Hybridity and Mimicry

Part 5.3 of Drama in English from Singapore and Malaysia

Chitra Sankaran, PhD, Department of English Language and Literature, National University of Singapore

Adapted from Post-Colonial Literatures in English, ed. Rajeev S. Patke, 1998, by George P. Landow, Professor of English and Art History, Brown University; Distinguished Visiting Professor, NUS, 1998-99.

Homi Bhabha has argued that post-colonial discourses do not allow themselves to be understood in terms of an implacable binary or polar opposition between the colonising subject, stably positioned at the Centre, and the colonised Other equally stably positioned at the Periphery (Bhabha 1994). Instead, he invites us to see a set of inescapable continuities and interactions across the divide. These ensure an 'ongoing colonial present' (p. 128), characterised on both sides not by an essentialist cultural 'unisonance' (p.94), but by 'ambivalence' and forms of 'multiple and contradictory belief' (p.95). As he puts it, 'The place of difference and otherness... is never entirely on the outside or implacably oppositional' (p.109). The 'strategies of subversion that turn the gaze of the discriminated back upon the eye of power' (p.112) take place in 'the disturbing distance in between' 'the colonialist Self' and 'the colonised Other' (p.45). This space he calls 'the hybrid gap' (p. 58), within which the subject is represented 'in the differentiating order of otherness' (p.45).

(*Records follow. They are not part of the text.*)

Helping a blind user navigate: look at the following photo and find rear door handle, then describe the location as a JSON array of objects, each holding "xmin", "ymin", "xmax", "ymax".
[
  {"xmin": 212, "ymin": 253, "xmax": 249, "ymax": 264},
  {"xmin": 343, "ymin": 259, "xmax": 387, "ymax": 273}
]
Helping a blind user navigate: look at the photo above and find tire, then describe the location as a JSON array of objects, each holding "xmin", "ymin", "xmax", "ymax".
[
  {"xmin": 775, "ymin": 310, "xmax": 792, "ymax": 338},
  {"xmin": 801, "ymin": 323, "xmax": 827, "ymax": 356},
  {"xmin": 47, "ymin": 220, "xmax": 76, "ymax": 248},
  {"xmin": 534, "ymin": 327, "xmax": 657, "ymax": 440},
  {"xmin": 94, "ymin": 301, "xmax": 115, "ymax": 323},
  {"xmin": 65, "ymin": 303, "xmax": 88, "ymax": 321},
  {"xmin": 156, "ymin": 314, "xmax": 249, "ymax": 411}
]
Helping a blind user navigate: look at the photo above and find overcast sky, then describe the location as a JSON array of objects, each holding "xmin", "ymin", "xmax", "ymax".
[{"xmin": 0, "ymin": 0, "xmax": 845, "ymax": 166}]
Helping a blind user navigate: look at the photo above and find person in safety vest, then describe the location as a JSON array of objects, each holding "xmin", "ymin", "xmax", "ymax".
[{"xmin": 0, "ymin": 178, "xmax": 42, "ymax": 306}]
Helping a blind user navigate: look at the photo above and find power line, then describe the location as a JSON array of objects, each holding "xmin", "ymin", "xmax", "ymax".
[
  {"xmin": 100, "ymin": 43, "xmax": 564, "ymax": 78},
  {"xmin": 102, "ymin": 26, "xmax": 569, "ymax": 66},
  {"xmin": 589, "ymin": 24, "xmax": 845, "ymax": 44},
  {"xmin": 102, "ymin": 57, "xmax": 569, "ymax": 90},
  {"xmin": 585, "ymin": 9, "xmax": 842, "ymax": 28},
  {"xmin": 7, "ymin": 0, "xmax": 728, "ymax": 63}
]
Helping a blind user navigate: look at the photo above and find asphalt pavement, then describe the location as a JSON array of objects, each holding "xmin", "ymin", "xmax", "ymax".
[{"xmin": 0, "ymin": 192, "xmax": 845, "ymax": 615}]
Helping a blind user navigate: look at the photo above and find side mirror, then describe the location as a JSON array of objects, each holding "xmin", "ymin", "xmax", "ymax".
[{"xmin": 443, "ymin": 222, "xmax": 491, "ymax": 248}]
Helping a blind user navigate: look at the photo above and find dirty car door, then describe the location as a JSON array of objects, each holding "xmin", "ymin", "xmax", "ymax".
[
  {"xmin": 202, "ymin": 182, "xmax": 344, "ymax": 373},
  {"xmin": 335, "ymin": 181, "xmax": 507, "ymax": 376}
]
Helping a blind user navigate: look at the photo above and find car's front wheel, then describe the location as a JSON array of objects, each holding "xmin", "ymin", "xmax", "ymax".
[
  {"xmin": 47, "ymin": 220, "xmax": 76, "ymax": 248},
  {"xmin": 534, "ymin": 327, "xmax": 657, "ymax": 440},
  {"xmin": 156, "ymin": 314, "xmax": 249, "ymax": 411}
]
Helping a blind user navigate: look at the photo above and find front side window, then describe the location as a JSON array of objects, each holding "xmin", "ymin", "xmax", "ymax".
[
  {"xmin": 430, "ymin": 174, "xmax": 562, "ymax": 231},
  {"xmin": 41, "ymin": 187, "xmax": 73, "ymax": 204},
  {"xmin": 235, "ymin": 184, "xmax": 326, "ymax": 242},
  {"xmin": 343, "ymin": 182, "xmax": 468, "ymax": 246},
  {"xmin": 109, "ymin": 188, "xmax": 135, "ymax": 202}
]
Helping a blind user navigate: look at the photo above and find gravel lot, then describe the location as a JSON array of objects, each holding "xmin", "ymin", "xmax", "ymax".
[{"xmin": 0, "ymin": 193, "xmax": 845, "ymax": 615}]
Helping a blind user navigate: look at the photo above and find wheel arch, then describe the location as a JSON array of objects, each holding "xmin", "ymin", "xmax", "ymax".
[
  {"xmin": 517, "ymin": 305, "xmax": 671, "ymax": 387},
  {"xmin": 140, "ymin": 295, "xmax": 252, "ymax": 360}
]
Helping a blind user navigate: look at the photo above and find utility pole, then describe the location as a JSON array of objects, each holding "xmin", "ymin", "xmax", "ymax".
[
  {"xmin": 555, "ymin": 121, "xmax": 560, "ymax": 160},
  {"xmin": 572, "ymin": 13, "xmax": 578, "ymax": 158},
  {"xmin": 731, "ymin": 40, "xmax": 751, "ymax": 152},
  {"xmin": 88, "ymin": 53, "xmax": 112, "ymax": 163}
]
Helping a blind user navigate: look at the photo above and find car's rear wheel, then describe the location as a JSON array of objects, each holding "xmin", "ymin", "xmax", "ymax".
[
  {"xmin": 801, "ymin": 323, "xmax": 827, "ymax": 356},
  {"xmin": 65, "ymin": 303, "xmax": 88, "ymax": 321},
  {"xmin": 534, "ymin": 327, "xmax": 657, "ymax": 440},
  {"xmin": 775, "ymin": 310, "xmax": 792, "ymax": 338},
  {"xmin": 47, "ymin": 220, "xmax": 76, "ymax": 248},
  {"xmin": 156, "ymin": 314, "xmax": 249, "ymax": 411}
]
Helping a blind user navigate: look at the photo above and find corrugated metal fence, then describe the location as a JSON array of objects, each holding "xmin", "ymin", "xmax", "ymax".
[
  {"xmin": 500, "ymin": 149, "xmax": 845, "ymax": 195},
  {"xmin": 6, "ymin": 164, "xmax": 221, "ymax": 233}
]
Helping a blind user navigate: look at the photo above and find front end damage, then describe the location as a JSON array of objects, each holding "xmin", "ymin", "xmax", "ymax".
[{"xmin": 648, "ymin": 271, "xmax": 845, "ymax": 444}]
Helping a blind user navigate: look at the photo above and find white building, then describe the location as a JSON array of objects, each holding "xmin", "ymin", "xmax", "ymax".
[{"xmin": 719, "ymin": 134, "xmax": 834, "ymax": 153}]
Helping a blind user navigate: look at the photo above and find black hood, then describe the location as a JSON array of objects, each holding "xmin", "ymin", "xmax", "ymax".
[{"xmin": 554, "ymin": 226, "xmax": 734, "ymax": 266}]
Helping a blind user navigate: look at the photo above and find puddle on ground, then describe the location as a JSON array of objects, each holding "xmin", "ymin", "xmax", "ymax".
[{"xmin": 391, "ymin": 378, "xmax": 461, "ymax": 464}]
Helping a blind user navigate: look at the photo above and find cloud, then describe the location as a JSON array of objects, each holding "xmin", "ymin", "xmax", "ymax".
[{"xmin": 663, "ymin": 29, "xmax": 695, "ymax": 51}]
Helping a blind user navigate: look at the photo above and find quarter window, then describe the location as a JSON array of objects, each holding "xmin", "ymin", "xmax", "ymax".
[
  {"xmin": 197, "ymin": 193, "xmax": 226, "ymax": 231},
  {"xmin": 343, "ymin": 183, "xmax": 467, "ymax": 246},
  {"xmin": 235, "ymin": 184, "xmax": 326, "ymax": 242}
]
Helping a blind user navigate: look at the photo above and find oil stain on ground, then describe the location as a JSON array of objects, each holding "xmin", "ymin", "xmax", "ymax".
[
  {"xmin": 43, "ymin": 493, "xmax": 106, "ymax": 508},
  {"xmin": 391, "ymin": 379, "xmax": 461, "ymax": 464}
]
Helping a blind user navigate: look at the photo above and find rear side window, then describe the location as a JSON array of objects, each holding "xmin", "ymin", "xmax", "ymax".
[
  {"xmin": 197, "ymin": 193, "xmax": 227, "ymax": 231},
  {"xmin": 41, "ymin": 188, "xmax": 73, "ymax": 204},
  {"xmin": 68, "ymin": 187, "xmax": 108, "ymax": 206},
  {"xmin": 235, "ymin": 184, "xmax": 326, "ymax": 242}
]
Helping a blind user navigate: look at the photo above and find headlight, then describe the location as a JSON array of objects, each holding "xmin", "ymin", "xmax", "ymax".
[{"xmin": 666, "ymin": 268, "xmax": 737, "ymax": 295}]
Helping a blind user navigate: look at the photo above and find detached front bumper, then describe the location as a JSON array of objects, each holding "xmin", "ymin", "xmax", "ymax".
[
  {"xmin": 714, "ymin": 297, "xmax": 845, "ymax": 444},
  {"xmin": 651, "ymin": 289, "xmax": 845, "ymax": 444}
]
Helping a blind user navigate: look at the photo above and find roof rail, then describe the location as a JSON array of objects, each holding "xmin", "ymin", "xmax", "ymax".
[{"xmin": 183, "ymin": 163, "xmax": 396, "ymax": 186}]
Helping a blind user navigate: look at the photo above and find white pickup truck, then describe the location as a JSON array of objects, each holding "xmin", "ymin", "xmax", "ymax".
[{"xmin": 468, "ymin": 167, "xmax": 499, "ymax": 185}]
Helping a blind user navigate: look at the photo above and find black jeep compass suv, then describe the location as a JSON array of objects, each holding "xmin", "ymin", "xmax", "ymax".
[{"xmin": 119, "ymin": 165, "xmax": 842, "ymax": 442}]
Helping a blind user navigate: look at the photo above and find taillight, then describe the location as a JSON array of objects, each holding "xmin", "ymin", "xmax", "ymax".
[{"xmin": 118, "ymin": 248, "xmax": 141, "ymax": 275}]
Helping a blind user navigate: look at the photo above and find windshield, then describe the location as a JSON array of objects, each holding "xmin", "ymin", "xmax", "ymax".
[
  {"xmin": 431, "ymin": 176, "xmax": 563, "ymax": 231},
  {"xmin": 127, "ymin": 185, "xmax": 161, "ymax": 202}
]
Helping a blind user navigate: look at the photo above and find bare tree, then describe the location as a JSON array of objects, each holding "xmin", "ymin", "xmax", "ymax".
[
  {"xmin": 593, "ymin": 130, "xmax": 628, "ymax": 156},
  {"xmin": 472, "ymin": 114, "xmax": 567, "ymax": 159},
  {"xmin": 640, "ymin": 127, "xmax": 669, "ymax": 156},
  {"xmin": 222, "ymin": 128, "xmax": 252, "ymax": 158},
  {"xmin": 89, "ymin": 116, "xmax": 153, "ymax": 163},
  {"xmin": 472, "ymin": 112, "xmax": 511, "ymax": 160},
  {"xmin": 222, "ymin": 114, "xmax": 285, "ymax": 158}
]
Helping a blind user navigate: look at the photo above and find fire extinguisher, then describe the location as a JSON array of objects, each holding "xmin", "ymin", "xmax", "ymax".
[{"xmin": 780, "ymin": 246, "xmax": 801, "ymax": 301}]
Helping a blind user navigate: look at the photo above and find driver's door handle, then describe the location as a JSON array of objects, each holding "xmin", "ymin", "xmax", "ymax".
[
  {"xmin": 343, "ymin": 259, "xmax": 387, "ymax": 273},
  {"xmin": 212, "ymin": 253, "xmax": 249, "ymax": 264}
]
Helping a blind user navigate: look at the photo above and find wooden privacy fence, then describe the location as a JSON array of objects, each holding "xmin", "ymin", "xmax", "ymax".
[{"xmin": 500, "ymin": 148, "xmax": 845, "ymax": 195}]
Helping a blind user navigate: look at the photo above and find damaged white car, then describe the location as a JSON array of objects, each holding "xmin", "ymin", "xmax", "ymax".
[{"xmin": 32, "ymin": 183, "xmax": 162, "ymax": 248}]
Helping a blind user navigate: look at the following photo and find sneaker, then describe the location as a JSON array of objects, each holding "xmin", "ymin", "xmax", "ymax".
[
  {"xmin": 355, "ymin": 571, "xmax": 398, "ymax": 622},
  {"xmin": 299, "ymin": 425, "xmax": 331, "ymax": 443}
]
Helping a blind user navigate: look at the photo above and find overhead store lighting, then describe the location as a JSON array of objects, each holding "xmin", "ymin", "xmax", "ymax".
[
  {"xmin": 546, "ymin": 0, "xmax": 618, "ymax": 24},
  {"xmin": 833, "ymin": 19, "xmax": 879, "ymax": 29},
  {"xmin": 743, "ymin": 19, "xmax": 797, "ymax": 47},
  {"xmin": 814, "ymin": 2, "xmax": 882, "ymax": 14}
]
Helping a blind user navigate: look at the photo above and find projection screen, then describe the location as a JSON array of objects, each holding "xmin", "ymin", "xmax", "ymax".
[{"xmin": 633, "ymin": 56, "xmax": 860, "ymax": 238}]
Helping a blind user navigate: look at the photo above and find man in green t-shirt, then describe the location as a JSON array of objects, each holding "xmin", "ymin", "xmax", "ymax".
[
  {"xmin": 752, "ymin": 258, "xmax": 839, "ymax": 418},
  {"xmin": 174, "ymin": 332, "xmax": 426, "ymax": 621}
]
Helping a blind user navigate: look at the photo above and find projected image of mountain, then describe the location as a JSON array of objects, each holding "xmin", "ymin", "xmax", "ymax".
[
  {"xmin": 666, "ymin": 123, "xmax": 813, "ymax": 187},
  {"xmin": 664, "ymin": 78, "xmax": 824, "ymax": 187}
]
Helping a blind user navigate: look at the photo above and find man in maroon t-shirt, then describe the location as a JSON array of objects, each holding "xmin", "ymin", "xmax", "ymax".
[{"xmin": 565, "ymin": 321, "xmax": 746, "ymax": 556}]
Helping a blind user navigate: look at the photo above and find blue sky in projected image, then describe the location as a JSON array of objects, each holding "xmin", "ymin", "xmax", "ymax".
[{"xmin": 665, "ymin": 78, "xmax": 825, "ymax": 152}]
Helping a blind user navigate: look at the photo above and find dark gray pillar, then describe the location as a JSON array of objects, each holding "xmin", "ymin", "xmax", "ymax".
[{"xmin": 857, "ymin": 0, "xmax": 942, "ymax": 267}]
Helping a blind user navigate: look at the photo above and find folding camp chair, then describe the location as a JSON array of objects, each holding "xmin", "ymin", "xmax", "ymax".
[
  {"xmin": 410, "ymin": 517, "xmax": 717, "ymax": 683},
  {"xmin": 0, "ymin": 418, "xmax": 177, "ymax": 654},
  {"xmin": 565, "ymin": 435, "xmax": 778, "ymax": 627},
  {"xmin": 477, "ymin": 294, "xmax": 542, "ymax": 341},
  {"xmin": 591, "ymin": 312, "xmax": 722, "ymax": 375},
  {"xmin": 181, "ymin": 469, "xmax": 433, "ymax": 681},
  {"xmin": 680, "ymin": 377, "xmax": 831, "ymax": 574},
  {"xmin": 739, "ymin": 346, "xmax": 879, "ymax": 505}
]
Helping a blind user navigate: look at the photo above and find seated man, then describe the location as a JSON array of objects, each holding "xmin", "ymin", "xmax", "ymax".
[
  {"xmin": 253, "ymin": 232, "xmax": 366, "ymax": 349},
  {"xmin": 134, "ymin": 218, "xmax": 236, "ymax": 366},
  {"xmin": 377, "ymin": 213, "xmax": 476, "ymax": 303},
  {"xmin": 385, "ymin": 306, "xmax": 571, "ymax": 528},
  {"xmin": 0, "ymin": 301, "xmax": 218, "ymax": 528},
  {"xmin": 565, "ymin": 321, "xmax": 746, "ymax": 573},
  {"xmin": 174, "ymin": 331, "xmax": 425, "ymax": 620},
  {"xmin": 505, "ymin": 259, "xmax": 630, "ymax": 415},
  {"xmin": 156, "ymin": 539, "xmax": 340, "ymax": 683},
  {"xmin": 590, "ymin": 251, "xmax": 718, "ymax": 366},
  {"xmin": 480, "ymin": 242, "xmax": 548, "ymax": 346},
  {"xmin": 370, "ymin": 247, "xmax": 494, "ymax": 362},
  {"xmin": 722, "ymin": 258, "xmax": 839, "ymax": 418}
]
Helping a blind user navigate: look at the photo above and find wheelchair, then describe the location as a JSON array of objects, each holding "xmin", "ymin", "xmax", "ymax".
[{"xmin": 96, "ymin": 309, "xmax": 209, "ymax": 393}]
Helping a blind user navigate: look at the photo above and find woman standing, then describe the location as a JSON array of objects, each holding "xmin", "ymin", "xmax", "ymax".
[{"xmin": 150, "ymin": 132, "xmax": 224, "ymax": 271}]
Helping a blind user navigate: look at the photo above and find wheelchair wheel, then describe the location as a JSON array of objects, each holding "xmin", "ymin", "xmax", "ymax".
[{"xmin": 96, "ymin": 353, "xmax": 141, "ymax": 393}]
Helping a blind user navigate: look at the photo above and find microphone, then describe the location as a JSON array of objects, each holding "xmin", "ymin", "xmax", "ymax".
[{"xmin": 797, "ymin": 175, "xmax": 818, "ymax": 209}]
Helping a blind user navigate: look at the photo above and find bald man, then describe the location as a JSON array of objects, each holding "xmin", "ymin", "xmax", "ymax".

What takes place here is 'mimicry'. This is the colonising strategy whereby, as part of its 'civilising mission' (p.106), the Self at the centre requires the Other to 'normalise' itself by 'repeating' the Self's norms, values and behaviour. However, the authority of the Self requires the distinction between itself and the Other to be maintained, such that whatever gets repeated is 'repeated as something differen' (p.111). The repetition, therefore, issues as a 'peculiar strategy of doubling' (p.49), which 're-articulates presence' (of the Self) in terms of its 'otherness' (p. 91). Consequently, mimicry becomes 'a mode of contradictory utterance that ambivalently re-inscribes, across differential power relations, both coloniser and colonised' (p.96), unsettling both, and denying the possibility of a 'plenitudinous presence' to either (pp.107, 53). This, of course, 'disturbs the visibility of the colonial presence and makes the recognition of its authority problematic' (p. 111), especially since 'other ''denied'' knowledge (has) enter[ed] upon the dominant discourse and estrange[d] the basis of its authority - its rules of recognition' (p.114).

Fernando's play seems to illustrate a lot of this. A ditty learned from the coloniser is used to subvert what the British national anthem represents. Santinathan's words above, drawing heavily on the coloniser's literature, idiom and slang, show mimicry in action, destabilisingly turning the coloniser's gaze of power against itself. At the same time, we see the subjugated Other too as unsettled, rendered incapable of moving into plenitude or the fullness of self-realisation, which remains eternally deferred, never to be attained.